Tra i decreti della Congregazione per le cause dei santi resi noti oggi c’è anche quello sul martirio di un «fidei donum» americano, ucciso nel 1981 dagli squadroni della morte nel pieno del genocidio. Minacciato aveva scelto di tornare, per non abbandonare il proprio gregge
Papa Francesco ha promulgato una nuova lista di decreti della Congregazione per le cause dei santi, tra i quali ce n’è uno particolarmente significativo per il mondo della missione.
È stato infatti riconosciuto ufficialmente il martirio di padre Stanley Francis Rother, un sacerdote dell’Oklahoma ucciso «in odium fidei» nel Guatemala nel 1981. Sarà il primo missionario americano ad essere venerato dalla Chiesa come martire.

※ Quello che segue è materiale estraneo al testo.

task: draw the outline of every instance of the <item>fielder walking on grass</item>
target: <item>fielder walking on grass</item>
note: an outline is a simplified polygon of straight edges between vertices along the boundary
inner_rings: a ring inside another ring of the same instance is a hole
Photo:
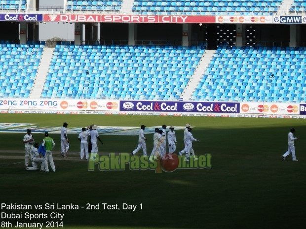
[[[25,145],[25,165],[26,167],[29,166],[29,157],[33,149],[33,144],[34,142],[34,139],[33,136],[31,134],[31,129],[27,130],[27,134],[23,137],[23,144]]]
[[[88,160],[88,142],[87,141],[88,135],[90,134],[90,132],[84,127],[82,128],[82,132],[78,134],[78,140],[81,142],[81,160],[84,158],[84,153],[85,152],[85,157],[86,160]]]
[[[132,152],[132,156],[134,156],[142,148],[144,151],[144,156],[147,156],[147,145],[146,145],[145,141],[147,140],[147,138],[145,137],[145,134],[144,133],[144,131],[145,129],[146,126],[144,125],[142,125],[140,127],[140,131],[139,131],[139,135],[138,136],[138,145],[137,146],[137,148]]]
[[[190,124],[188,123],[186,124],[186,128],[184,130],[184,144],[185,147],[184,149],[181,151],[179,152],[180,156],[186,152],[187,151],[187,142],[186,139],[187,138],[187,134],[188,134],[188,128],[190,128]]]
[[[92,148],[91,148],[91,152],[90,153],[91,160],[96,160],[96,156],[97,156],[97,153],[98,153],[97,139],[98,139],[102,145],[103,144],[103,142],[102,142],[102,141],[99,136],[99,133],[97,131],[97,128],[98,128],[97,125],[94,125],[92,127],[92,130],[90,132],[90,142],[91,142],[91,145],[92,146]]]
[[[69,149],[69,140],[67,137],[67,127],[68,124],[67,123],[64,123],[63,124],[63,127],[61,129],[61,146],[62,147],[61,152],[61,155],[63,157],[63,158],[67,158],[67,151]]]
[[[295,157],[295,149],[294,147],[294,141],[295,140],[299,139],[299,137],[295,137],[293,136],[293,134],[295,132],[295,130],[294,128],[291,128],[290,129],[290,131],[288,134],[288,150],[286,153],[284,154],[283,155],[283,159],[285,161],[285,158],[288,156],[290,154],[292,154],[292,161],[298,161],[297,160]]]
[[[49,166],[48,166],[48,161],[50,163],[50,166],[53,172],[55,171],[55,165],[53,162],[53,157],[52,155],[52,150],[55,146],[55,143],[53,139],[49,136],[48,132],[44,132],[45,138],[42,140],[42,147],[46,148],[46,153],[44,155],[44,171],[49,172]]]
[[[194,155],[194,151],[192,149],[192,141],[200,141],[199,139],[196,139],[193,137],[191,132],[192,131],[192,129],[188,128],[188,134],[187,134],[187,138],[186,138],[186,143],[187,143],[187,151],[186,152],[186,157],[185,157],[184,161],[188,162],[189,161],[189,158],[191,153],[193,156],[193,161],[198,160]]]

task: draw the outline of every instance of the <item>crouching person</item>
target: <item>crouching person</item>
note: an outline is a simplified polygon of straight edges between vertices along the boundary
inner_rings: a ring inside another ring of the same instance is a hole
[[[39,144],[35,143],[32,150],[30,152],[32,158],[33,167],[27,167],[27,170],[37,170],[38,169],[42,171],[44,170],[44,159],[41,158],[41,155],[38,153]]]

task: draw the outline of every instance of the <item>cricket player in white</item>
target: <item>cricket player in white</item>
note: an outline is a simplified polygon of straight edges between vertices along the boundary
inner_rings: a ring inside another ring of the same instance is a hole
[[[190,124],[186,124],[186,128],[184,131],[184,144],[185,146],[185,148],[182,150],[181,151],[179,152],[179,154],[180,156],[182,156],[182,155],[187,151],[187,142],[186,141],[186,139],[187,138],[187,134],[188,134],[188,128],[190,127]]]
[[[174,127],[172,126],[170,127],[170,131],[168,132],[168,144],[169,144],[169,154],[174,153],[176,150],[176,137],[175,137],[175,131]]]
[[[159,142],[159,139],[161,137],[161,135],[158,133],[159,129],[156,128],[155,129],[155,133],[153,135],[153,150],[149,158],[149,160],[153,161],[153,159],[157,158],[156,155],[155,155],[155,152],[157,154],[160,155],[160,151],[159,150],[159,147],[158,146],[158,143]]]
[[[97,125],[93,125],[91,128],[92,130],[91,130],[90,132],[90,142],[91,143],[91,145],[92,145],[92,148],[91,148],[91,152],[90,153],[91,160],[96,160],[96,157],[97,156],[97,153],[98,153],[97,139],[98,139],[102,144],[102,145],[103,144],[103,142],[102,142],[102,141],[99,136],[99,133],[97,131],[97,128],[98,128]]]
[[[299,139],[299,137],[295,137],[293,134],[295,132],[294,128],[291,128],[290,131],[288,134],[288,150],[283,155],[283,159],[285,161],[285,158],[290,154],[292,154],[292,161],[297,161],[295,156],[295,148],[294,147],[294,141]]]
[[[29,157],[33,149],[33,144],[34,143],[34,139],[33,136],[31,134],[31,129],[27,130],[27,134],[23,137],[23,144],[25,145],[25,165],[26,167],[29,166]]]
[[[62,147],[61,155],[63,158],[67,158],[67,153],[69,149],[69,140],[67,137],[67,127],[68,124],[64,123],[63,127],[61,129],[61,146]]]
[[[146,126],[144,125],[142,125],[140,127],[140,131],[139,131],[139,135],[138,136],[138,145],[137,146],[137,148],[132,152],[132,156],[134,156],[142,148],[144,152],[144,156],[147,156],[147,145],[146,145],[145,141],[147,141],[147,138],[145,137],[145,134],[144,133],[144,131],[145,129]]]
[[[162,142],[162,144],[161,145],[161,150],[160,151],[163,155],[164,154],[166,154],[167,153],[167,132],[166,132],[166,128],[167,128],[167,126],[164,124],[161,127],[162,135],[165,136],[164,141]]]
[[[39,165],[40,171],[44,170],[44,159],[41,158],[38,152],[38,148],[39,144],[38,143],[35,143],[34,147],[32,148],[31,152],[31,156],[32,158],[33,167],[27,167],[27,170],[37,170],[39,169]]]
[[[187,162],[189,161],[189,158],[191,152],[191,154],[193,153],[192,155],[193,156],[194,161],[198,159],[195,158],[194,155],[194,153],[192,149],[192,141],[200,141],[200,140],[199,139],[197,140],[193,138],[193,136],[192,136],[192,134],[191,133],[192,130],[192,128],[188,128],[188,134],[187,134],[187,137],[186,138],[186,142],[187,143],[187,151],[186,152],[186,156],[184,160]]]
[[[85,152],[86,160],[88,160],[88,158],[89,157],[88,154],[88,142],[87,140],[88,135],[90,133],[90,132],[83,127],[82,128],[82,132],[78,134],[78,140],[81,142],[81,160],[83,160],[84,158],[84,152]]]

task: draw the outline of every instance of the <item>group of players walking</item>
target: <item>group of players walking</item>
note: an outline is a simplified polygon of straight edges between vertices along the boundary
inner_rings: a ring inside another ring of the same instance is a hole
[[[195,157],[194,151],[192,149],[192,141],[200,141],[198,139],[194,138],[192,134],[192,129],[190,127],[190,125],[187,124],[186,125],[186,129],[184,132],[184,142],[185,144],[185,148],[179,152],[180,156],[182,156],[184,153],[186,153],[184,161],[189,161],[190,154],[192,155],[193,160],[198,160]],[[167,126],[163,125],[162,128],[156,128],[155,129],[155,133],[153,135],[153,150],[150,155],[149,160],[152,161],[155,160],[158,156],[163,157],[166,153],[166,142],[168,140],[168,144],[169,146],[169,154],[168,157],[170,160],[172,160],[171,154],[176,150],[176,144],[177,143],[176,137],[175,136],[175,131],[174,131],[174,127],[171,126],[169,127],[170,131],[167,133],[166,129]],[[144,125],[140,127],[140,131],[139,131],[139,135],[138,138],[138,145],[137,148],[134,150],[131,155],[134,156],[135,154],[142,148],[143,155],[144,156],[147,156],[147,146],[146,145],[146,141],[147,138],[145,137],[144,131],[146,128],[146,126]]]
[[[61,129],[61,152],[60,154],[63,159],[68,158],[67,152],[69,149],[69,139],[67,135],[67,127],[68,124],[64,123],[63,127]],[[186,129],[184,131],[184,141],[185,148],[179,152],[180,156],[183,154],[186,153],[185,160],[188,161],[190,158],[190,154],[193,157],[194,160],[197,160],[195,157],[194,152],[192,149],[192,141],[199,141],[193,138],[192,136],[192,128],[189,124],[186,125]],[[97,140],[101,144],[103,142],[99,136],[99,133],[97,131],[98,127],[96,125],[92,125],[87,128],[82,128],[82,131],[78,135],[78,140],[80,141],[80,159],[83,160],[84,158],[86,160],[95,160],[97,153],[98,153]],[[172,159],[171,154],[176,150],[176,144],[177,143],[176,137],[174,127],[170,126],[170,131],[167,133],[166,129],[167,126],[162,125],[162,128],[156,128],[155,129],[155,132],[153,135],[153,147],[152,152],[150,155],[149,160],[153,161],[155,160],[159,155],[162,157],[166,153],[166,142],[168,142],[169,149],[169,158]],[[147,155],[147,146],[146,141],[147,138],[145,137],[144,131],[146,128],[145,125],[141,125],[139,131],[138,139],[138,145],[137,148],[132,152],[132,155],[134,156],[142,148],[144,156]],[[26,169],[28,170],[40,170],[45,172],[49,171],[48,162],[53,172],[55,171],[55,166],[53,162],[52,150],[55,146],[55,143],[53,139],[49,136],[48,132],[45,132],[45,137],[43,138],[42,143],[39,145],[38,143],[35,143],[33,135],[32,134],[31,129],[27,130],[27,134],[24,136],[23,143],[25,145],[25,165]],[[89,141],[88,142],[88,136]],[[89,159],[89,154],[91,153],[91,158]],[[29,161],[32,162],[32,166],[30,167]],[[39,167],[39,164],[41,164]]]
[[[67,127],[68,124],[64,123],[61,129],[61,152],[63,159],[67,159],[67,152],[69,149],[69,139],[67,135]],[[91,160],[95,160],[98,153],[97,140],[99,140],[103,144],[102,141],[99,136],[97,131],[97,125],[92,125],[86,128],[82,128],[82,132],[78,135],[78,140],[80,141],[80,157],[82,160],[85,156],[85,159],[88,160],[89,151],[91,152]],[[27,134],[24,136],[23,143],[25,145],[25,165],[27,170],[40,170],[49,172],[48,162],[53,172],[55,171],[55,166],[53,162],[52,150],[55,146],[53,139],[49,136],[49,133],[45,132],[45,137],[42,143],[39,145],[38,143],[35,143],[33,135],[31,129],[27,130]],[[89,136],[89,143],[88,142]],[[31,159],[31,160],[30,160]],[[30,167],[29,161],[32,162],[32,166]],[[39,167],[39,164],[41,166]]]

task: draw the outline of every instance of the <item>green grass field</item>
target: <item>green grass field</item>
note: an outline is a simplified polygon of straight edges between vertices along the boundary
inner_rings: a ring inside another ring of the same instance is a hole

Ma – al di là di questo – sarà venerato martire per la sua vita donata senza riserve alle tribù degli tzutujil, popolazioni native che vivono sulle montagne del Guatemala. È proprio per il suo impegno in difesa della loro dignità e dei loro diritti, infatti, che padre Francis venno ucciso a 46 anni nel villaggio di Santiago Atitlan. Ucciso dagli squadroni della morte, esattamente come le altre decine di migliaia di indios sterminati o fatti sparire nel nulla negli anni Ottanta nel genocidio del Guatemala, perpetrato dal regime del generale Efraín Ríos Montt nell’ambito della lunga guerra civile conclusasi solamente nel 1996.
Attraverso il riconoscimento del martirio di padre Rother la Chiesa oggi dice – in qualche modo – che anche tutte le altre violenze di quella stagione in Guatemala sono state un crimine compiuto «in odio alla fede».
Padre Francis era nato a Okarche in Oklahoma nel 1935; ordinato sacerdote nel 1963 aveva svolto il suo ministero in alcune parrocchie della diocesi di Oklahoma City. Poi nel 1968 – rispondendo a un appello specifico lanciato da Giovanni XXIII alla Chiesa degli Stati Uniti, affinché destinasse sacerdoti alla missione in Centramerica – aveva chiesto di essere inviato nella missione di Santiago Atitlan, tra i tzutujil, nel sud-ovest del Guatemala. Per imparare il più in fretta possibile la loro lingua viveva insieme a una famiglia locale. E l’aveva appresa così bene da diventare l’autore della prima traduzione dei vangeli nella lingua tzutujil e – anni dopo – anche del rito della Messa, che celebrava con loro. Le sue origini contadine l’avevano portato però anche a prendersi cura anche di molti aspetti pratici della loro vita: aveva dato vita a una cooperativa agricola, aveva aperto un piccolo ospedale e persino una radio che, trasmettendo dalla missione, promuoveva attività di alfabetizzazione di massa.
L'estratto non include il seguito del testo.